Consistent responses of soil microbial taxonomic and functional attributes to mercury pollution across China
AuthorLiu, Y-R; Delgado-Baquerizo, M; Bi, L; Zhu, J; He, J-Z
University of Melbourne Author/sHe, Jizheng
AffiliationAgriculture and Food Systems
Document TypeJournal Article
CitationsLiu, Y. -R., Delgado-Baquerizo, M., Bi, L., Zhu, J. & He, J. -Z. (2018). Consistent responses of soil microbial taxonomic and functional attributes to mercury pollution across China.
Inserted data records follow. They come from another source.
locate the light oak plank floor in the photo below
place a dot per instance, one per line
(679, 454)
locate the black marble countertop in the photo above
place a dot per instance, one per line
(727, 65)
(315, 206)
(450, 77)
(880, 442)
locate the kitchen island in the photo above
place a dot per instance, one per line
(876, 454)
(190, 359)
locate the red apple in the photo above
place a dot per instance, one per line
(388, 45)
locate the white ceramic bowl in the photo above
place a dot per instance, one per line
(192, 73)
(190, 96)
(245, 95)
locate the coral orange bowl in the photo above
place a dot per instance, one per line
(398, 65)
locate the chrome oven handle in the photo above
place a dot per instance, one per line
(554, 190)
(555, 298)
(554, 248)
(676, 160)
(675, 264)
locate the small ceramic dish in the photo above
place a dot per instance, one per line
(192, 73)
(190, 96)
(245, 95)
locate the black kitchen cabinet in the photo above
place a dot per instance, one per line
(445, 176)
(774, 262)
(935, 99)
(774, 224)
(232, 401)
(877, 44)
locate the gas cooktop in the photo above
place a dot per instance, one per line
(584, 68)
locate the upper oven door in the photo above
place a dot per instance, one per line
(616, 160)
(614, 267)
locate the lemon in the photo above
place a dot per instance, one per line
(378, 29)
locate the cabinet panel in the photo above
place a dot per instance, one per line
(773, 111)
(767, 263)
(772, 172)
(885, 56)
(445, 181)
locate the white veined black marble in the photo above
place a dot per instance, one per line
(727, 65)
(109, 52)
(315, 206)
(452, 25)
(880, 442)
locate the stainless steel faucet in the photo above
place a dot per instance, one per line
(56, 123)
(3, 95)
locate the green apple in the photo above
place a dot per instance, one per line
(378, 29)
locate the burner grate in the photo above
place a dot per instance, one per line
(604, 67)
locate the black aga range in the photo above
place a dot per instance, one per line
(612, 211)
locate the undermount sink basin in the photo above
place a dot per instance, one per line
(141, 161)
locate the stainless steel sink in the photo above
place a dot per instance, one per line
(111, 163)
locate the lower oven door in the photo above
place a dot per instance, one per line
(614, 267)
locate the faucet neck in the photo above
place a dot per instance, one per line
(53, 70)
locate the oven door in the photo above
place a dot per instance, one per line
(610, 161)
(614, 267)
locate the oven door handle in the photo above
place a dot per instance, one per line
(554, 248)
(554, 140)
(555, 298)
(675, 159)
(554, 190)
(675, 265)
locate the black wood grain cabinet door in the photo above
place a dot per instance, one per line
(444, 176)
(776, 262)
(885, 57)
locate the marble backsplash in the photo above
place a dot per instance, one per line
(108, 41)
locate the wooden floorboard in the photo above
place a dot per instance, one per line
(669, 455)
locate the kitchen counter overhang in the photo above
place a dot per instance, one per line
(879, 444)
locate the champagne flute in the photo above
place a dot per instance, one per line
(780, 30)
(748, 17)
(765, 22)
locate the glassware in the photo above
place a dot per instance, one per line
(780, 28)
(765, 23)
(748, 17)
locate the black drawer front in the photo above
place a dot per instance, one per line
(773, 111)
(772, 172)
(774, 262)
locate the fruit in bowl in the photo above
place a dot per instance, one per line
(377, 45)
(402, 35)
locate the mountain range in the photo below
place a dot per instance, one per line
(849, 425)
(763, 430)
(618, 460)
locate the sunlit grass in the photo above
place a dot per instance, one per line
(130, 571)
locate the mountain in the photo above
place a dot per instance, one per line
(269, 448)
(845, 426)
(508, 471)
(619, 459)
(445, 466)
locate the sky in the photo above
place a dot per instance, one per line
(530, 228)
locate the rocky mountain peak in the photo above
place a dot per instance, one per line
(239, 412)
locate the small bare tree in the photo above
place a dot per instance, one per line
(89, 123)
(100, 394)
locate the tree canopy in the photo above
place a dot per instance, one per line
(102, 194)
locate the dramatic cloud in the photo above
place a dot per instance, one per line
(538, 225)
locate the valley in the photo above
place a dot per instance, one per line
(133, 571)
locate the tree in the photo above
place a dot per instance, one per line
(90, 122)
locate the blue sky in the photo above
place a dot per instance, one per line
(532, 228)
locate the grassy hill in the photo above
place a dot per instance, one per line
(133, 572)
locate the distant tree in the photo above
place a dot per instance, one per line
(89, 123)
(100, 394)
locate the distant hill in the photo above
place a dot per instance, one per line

MICROBIOME, 6 (1), https://doi.org/10.1186/s40168-018-0572-7.
Access StatusOpen Access
BACKGROUND: The ecological consequences of mercury (Hg) pollution-one of the major pollutants worldwide-on microbial taxonomic and functional attributes remain poorly understood and largely unexplored. Using soils from two typical Hg-impacted regions across China, here, we evaluated the role of Hg pollution in regulating bacterial abundance, diversity, and co-occurrence network. We also investigated the associations between Hg contents and the relative abundance of microbial functional genes by analyzing the soil metagenomes from a subset of those sites. RESULTS: We found that soil Hg largely influenced the taxonomic and functional attributes of microbial communities in the two studied regions. In general, Hg pollution was negatively related to bacterial abundance, but positively related to the diversity of bacteria in two separate regions. We also found some consistent associations between soil Hg contents and the community composition of bacteria. For example, soil total Hg content was positively related to the relative abundance of Firmicutes and Bacteroidetes in both paddy and upland soils. In contrast, the methylmercury (MeHg) concentration was negatively correlated to the relative abundance of Nitrospirae in the two types of soils. Increases in soil Hg pollution correlated with drastic changes in the relative abundance of ecological clusters within the co-occurrence network of bacterial communities for the two regions. Using metagenomic data, we were also able to detect the effect of Hg pollution on multiple functional genes relevant to key soil processes such as element cycles and Hg transformations (e.g., methylation and reduction). CONCLUSIONS: Together, our study provides solid evidence that Hg pollution has predictable and significant effects on multiple taxonomic and functional attributes including bacterial abundance, diversity, and the relative abundance of ecological clusters and functional genes. Our results suggest an increase in soil Hg pollution linked to human activities will lead to predictable shifts in the taxonomic and functional attributes in the Hg-impacted areas, with potential implications for sustainable management of agricultural ecosystems and elsewhere.